February 5, 1597, near Nagasaki, Japan, 26 Christians suffered martyrdom: 6 Franciscan foreigners, 3 Japanese Jesuit catechists (Paul Miki was one of them), and 17 Japanese lay catechists. They were tied and chained to crosses and lanced by a sword.

An eyewitness wrote of Paul Miki: “Our brother Paul Miki as if standing on the noblest pulpit he had ever preached from, began by proclaiming he was a Japanese and a Jesuit and he was dying for the gospel he preached. He gave thanks to God for this wonderful blessing and ended his sermon with these words, ‘As I come to the end of my life you can’t suppose I want to deceive you. And so I tell you plainly there is no other way to be saved except the Christian way. I pardon my enemies and all who offend me, as my faith instructs me. I gladly pardon the Emperor and all who sought my death. I beg them to be baptized and become Christians themselves.’”

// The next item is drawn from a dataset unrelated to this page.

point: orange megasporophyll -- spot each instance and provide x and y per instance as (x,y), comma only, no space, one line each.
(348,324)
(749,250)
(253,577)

Christianity first came to Japan through the efforts of St. Francis Xavier who arrived there in 1549 and left in 1551, after bringing the faith to some 1,000 Japanese. The numbers grew, but Japanese political dissension brought strong opposition to Christianity. In 1587 foreign missionaries were forbidden to enter the country. The martyrdom of the 26 Christians in 1597 was the beginning of a series of persecutions in which thousands of Japanese Christians were cruelly put to death.

The Japanese novelist Shusaku Endo tells the chilling story of one of those persecutions in his novel, Silence (Penguin 1988). The American movie director, Martin Scorsese made a film version of the novel in 2015.

In the prayer for their Mass, we ask for the courage and faith of the Japanese martyrs:

O God, strength of all the saints,
who through the Cross
were pleased to call the martyrs St. Paul Miki and companions to life,
grant we pray, that by their intercession
we may hold with courage even till death to the faith we profess,
Through our Lord Jesus Christ…

Our church calendar includes saints from every nation and time because Jesus commanded the gospel be preached to all the nations. As we celebrate the church’s presence and development in places like Japan we look to them for signs of the Spirit at work, then and now. What can we learn from the church in Japan? What must we do to bring the gospel to the ends of the earth?

2 thoughts on “St.Paul Miki and Companions (1564-1597)

  1. fdan

    Dear Father Victor, I am stunned by the depth of faith and courage of the Japanese martyrs. I dare say that we start one person at a time in following Jesus’s command to preach the gospel. Father John Powers, CP said it best, recently in an ICC Bulletin: No gift can match the gift of the people in our lives, specifically the next person you actually meet.